First, some hyperbole from a cycling campaigner:

This is a truly fabulous cycle park. The beautiful structure, the level of security and the apparently good location offer an unprecedented level of service to the cyclist in the UK. So often cycle parking has been the type of drab building at the back of a car park or school. You almost have to do a double-take when you are using this cycle park: it is so well thought out. It feels as though you've entered a world where at last someone loves the cyclist, and it's a bit disconcerting. But no, you're not in Belgium, Amsterdam or Copenhagen. You really are in north London, by a railway station and this is cycle parking at its best in the UK.

There was a bit of a problem though. My own bike didn't fit in to the security device, and neither did another bike with an oversize down tube. This often happens when cycle parks put in only one type of bespoke cycle parking.

Yes, this truly fabulous cycle park used Sekura Byk, whose cycle stands have failed elsewhere in Waltham Forest and which the majority of cyclists prefer not to use.

I was promised that this would soon be solved by providing some simple Sheffield style cycle parking racks inside a spare corner of the bike shed.
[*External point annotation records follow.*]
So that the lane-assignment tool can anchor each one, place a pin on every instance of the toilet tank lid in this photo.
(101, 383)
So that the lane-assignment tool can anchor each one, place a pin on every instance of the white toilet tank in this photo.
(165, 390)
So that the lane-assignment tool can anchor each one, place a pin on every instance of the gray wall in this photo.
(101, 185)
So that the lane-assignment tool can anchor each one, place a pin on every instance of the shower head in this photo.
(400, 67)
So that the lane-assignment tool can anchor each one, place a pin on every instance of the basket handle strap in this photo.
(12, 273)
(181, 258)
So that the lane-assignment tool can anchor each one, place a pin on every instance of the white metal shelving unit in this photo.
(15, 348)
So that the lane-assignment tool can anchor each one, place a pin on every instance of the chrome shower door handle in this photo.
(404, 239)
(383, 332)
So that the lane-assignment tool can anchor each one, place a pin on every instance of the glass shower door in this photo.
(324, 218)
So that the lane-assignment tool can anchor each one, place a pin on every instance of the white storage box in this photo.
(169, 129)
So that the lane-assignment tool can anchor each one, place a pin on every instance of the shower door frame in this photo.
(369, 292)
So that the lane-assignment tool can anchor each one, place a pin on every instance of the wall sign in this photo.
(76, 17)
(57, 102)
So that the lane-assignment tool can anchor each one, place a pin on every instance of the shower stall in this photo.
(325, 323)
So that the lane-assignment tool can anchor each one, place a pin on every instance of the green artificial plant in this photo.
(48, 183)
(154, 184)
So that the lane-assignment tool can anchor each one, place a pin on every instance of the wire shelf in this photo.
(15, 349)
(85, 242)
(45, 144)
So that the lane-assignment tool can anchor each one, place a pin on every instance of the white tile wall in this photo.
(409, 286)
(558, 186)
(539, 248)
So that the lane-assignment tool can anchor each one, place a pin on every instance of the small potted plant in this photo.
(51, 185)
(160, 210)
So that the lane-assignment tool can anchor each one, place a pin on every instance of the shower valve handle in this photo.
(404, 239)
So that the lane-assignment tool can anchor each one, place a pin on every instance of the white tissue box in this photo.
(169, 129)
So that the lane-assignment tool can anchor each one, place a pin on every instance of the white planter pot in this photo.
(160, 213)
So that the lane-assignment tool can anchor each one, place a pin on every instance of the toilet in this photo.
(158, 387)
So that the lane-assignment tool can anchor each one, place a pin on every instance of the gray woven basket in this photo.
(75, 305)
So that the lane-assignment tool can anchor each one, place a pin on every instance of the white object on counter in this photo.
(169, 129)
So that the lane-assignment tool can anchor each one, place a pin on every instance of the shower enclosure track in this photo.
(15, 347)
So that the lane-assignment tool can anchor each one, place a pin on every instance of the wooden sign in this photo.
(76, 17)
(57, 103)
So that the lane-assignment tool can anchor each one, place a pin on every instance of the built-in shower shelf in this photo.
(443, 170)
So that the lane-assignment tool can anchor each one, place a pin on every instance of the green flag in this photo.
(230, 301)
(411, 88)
In fact in the end ALL the Sekura Byk stands had to be ripped out and replaced by Sheffield stands. The Council was fortunate in keeping yet another example of poor decision-making and financial waste out of the local press.

There’s now not a lot wrong in principle with the Walthamstow Bike Shed, other than the reality that it is grossly inadequate. Walthamstow Central, where the Bike Shed is located, is the main station in the borough. It is where the Victoria Line begins in the north. The overground service provides four trains an hour to Liverpool Street Station, a journey of 18 minutes. There is a significant weekday demand for secure cycle parking facilities for those who choose to cycle to the station and then use the tube or overground. It is much, much quicker to travel by train or tube from Walthamstow to the City or the West End than it is to cycle.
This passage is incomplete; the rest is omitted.